Claims priority of provisional application 63/177,511, filed on Apr. 21, 2021.
Claims priority of provisional application 63/032,903, filed on Jun. 1, 2020.
Claims priority of application No. 20181683 (EP), filed on Jun. 23, 2020.
Prior Publication US 2023/0229892 A1, Jul. 20, 2023
Int. Cl. G10L 15/16 (2006.01); G06N 3/0455 (2023.01); G06N 3/082 (2023.01); G10L 19/26 (2013.01); G10L 25/30 (2013.01); G10L 25/69 (2013.01)

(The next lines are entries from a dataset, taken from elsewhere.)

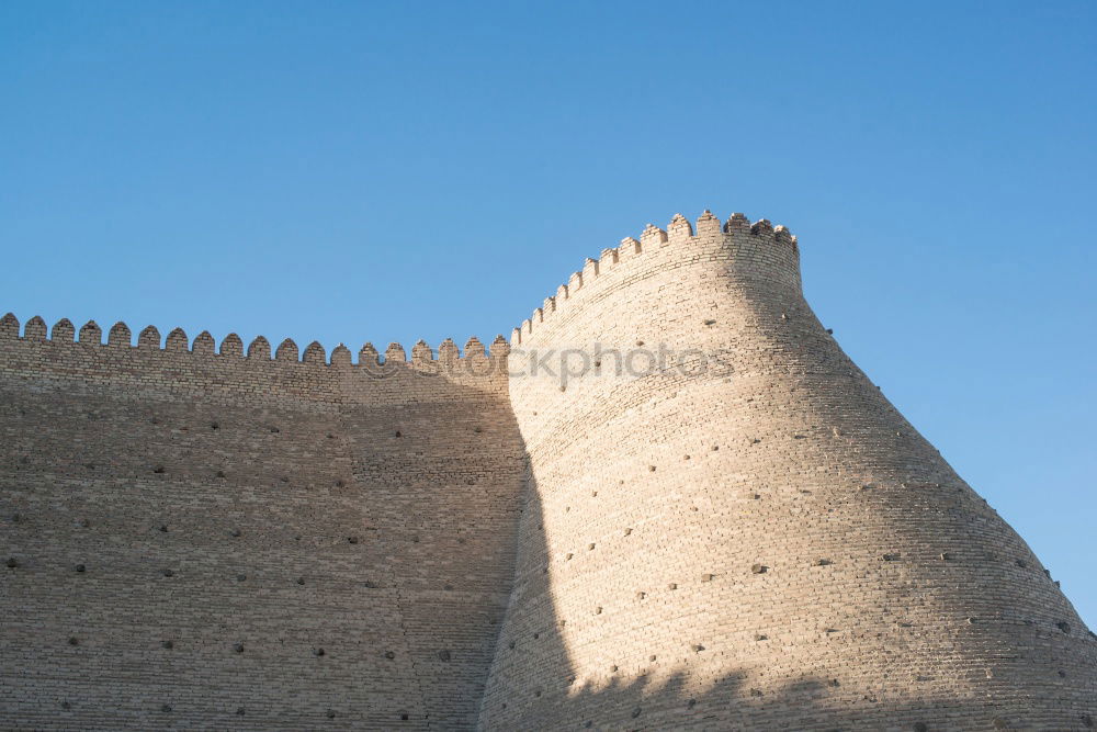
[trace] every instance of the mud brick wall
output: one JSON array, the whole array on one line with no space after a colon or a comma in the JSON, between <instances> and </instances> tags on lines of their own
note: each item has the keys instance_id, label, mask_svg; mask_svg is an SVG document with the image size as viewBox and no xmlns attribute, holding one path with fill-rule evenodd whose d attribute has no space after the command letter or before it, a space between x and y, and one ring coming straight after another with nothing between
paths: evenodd
<instances>
[{"instance_id":1,"label":"mud brick wall","mask_svg":"<svg viewBox=\"0 0 1097 732\"><path fill-rule=\"evenodd\" d=\"M1086 729L1097 639L821 326L795 240L697 226L513 334L530 498L483 725Z\"/></svg>"},{"instance_id":2,"label":"mud brick wall","mask_svg":"<svg viewBox=\"0 0 1097 732\"><path fill-rule=\"evenodd\" d=\"M0 338L0 727L474 723L524 470L505 345L44 330Z\"/></svg>"},{"instance_id":3,"label":"mud brick wall","mask_svg":"<svg viewBox=\"0 0 1097 732\"><path fill-rule=\"evenodd\" d=\"M1097 637L765 219L490 352L103 340L0 318L0 729L1095 725Z\"/></svg>"}]
</instances>

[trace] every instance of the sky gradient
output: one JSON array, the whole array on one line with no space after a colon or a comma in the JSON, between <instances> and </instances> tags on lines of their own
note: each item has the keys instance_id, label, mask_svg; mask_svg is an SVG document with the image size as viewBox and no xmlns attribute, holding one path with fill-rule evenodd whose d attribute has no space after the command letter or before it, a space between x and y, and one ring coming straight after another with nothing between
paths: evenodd
<instances>
[{"instance_id":1,"label":"sky gradient","mask_svg":"<svg viewBox=\"0 0 1097 732\"><path fill-rule=\"evenodd\" d=\"M703 209L1097 627L1092 2L0 3L0 313L485 342Z\"/></svg>"}]
</instances>

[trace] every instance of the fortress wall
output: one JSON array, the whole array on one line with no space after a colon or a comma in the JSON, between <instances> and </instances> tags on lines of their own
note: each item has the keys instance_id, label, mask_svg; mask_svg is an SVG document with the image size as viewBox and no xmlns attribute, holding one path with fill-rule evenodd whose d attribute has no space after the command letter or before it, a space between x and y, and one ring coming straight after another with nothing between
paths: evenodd
<instances>
[{"instance_id":1,"label":"fortress wall","mask_svg":"<svg viewBox=\"0 0 1097 732\"><path fill-rule=\"evenodd\" d=\"M524 470L505 345L52 335L0 322L5 729L473 723Z\"/></svg>"},{"instance_id":2,"label":"fortress wall","mask_svg":"<svg viewBox=\"0 0 1097 732\"><path fill-rule=\"evenodd\" d=\"M799 278L768 222L706 213L694 235L676 217L588 260L516 330L530 486L482 727L1097 717L1097 638ZM664 368L613 374L608 351L660 345ZM562 348L590 369L566 384L543 369Z\"/></svg>"}]
</instances>

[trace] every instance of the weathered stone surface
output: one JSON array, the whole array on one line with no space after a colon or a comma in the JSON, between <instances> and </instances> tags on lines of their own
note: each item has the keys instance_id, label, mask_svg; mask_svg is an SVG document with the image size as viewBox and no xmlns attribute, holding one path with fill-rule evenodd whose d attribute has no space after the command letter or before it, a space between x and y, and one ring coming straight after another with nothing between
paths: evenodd
<instances>
[{"instance_id":1,"label":"weathered stone surface","mask_svg":"<svg viewBox=\"0 0 1097 732\"><path fill-rule=\"evenodd\" d=\"M4 317L0 728L1092 728L1097 637L795 238L695 232L437 359Z\"/></svg>"}]
</instances>

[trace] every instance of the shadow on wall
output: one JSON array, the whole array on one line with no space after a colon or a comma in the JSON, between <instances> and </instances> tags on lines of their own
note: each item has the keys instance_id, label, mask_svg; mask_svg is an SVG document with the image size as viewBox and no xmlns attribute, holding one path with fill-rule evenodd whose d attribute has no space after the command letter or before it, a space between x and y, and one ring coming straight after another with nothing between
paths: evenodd
<instances>
[{"instance_id":1,"label":"shadow on wall","mask_svg":"<svg viewBox=\"0 0 1097 732\"><path fill-rule=\"evenodd\" d=\"M721 664L723 671L713 674L711 666L694 667L688 660L665 662L651 656L646 667L625 671L608 665L600 669L597 679L578 678L568 640L562 631L563 619L551 599L551 575L542 568L547 554L545 533L530 530L543 526L543 515L532 476L528 482L520 536L538 539L521 548L514 593L516 598L550 599L540 607L535 600L525 605L523 617L518 622L511 618L500 634L496 663L501 660L501 664L493 676L504 678L501 682L496 678L494 688L489 683L479 718L482 729L1084 732L1097 728L1097 718L1092 712L1073 713L1070 725L1063 727L1067 702L1063 708L1054 708L1054 703L1050 708L1036 705L1042 710L1037 711L1024 699L1004 701L989 690L982 699L927 695L905 701L881 700L862 690L844 688L838 678L812 675L777 687L770 684L758 688L746 671L727 673L728 667L735 667L734 661ZM634 561L642 562L643 558ZM535 609L530 611L531 607ZM629 649L621 649L622 655L634 651L634 642L643 644L645 638L644 629L636 629L627 639ZM691 650L711 652L703 646ZM896 652L902 653L898 649ZM982 668L977 671L983 673ZM886 678L881 680L886 684ZM699 686L704 690L698 691ZM1074 699L1073 703L1078 701ZM1041 722L1047 723L1041 725Z\"/></svg>"}]
</instances>

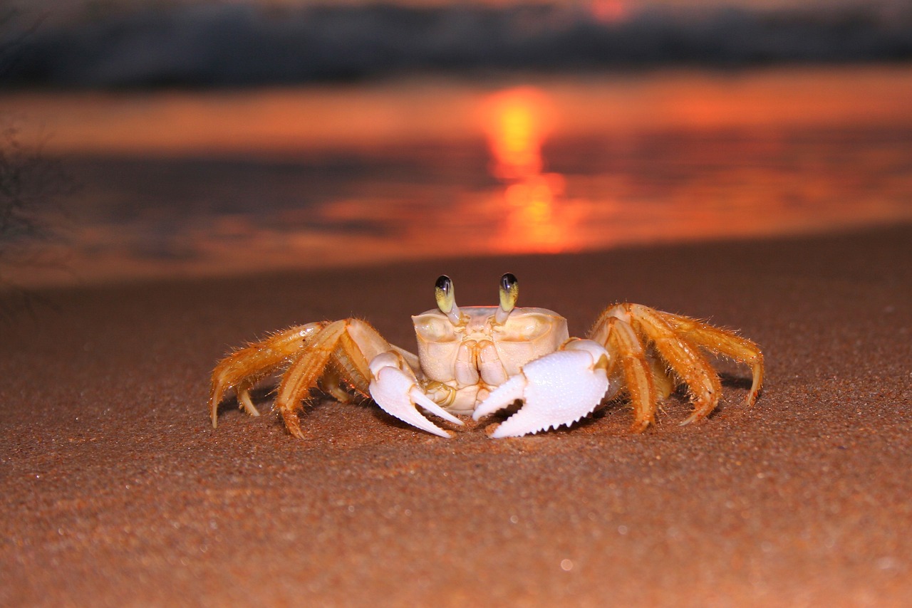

CPC G06N 3/0455 (2023.01) [G06N 3/082 (2013.01); G10L 19/26 (2013.01); G10L 25/30 (2013.01); G10L 25/69 (2013.01)] 21 Claims
OG exemplary drawing
 
8. A method of generating, in a dynamic range reduced domain, enhanced audio data from a low-bitrate audio bitstream, wherein the method includes the steps of:
(a) receiving the low-bitrate audio bitstream;
(b) core decoding the low-bitrate audio bitstream and obtaining dynamic range reduced raw audio data based on the low-bitrate audio bitstream;
(c) inputting the dynamic range reduced raw audio data into a Generator of a Generative Adversarial Network, GAN, for processing the dynamic range reduced raw audio data, wherein the Generator includes an encoder stage and a decoder stage, wherein the encoder stage and the decoder stage each include a plurality of layers with one or more filters in each layer, wherein each filter includes one or more weights, wherein a bottleneck layer of the encoder stage of the Generator maps to a coded audio feature space between the encoder stage and the decoder stage, wherein one or more layers of the encoder stage and/or the decoder stage adjacent to the bottleneck layer are more sparse than the bottleneck layer, and wherein the bottleneck layer is more sparse than one or more outer layers of the encoder stage and/or the decoder stage, wherein sparsity is determined by a percentage of zero-valued weights, and wherein the one or more layers of the encoder stage and/or the decoder stage adjacent to the bottleneck layer have a higher percentage of zero-valued weights than the bottleneck layer,
wherein the Generator is obtainable by pruning, wherein the pruning includes the steps of:
(i) pruning the encoder stage and/or the decoder stage based on a set of sensitivity parameters that indicate thresholds for the pruning; and
(ii) pruning the bottleneck layer of the encoder stage based on the set of sensitivity parameters,
and wherein the pruning includes zeroing one or more weights based on the set of sensitivity parameters;
(d) enhancing the dynamic range reduced raw audio data by the Generator in the dynamic range reduced domain;
(e) obtaining, as an output from the Generator, enhanced dynamic range reduced audio data for subsequent expansion of the dynamic range; and
(f) expanding the enhanced dynamic range reduced audio data to the expanded dynamic range domain by performing an expansion operation.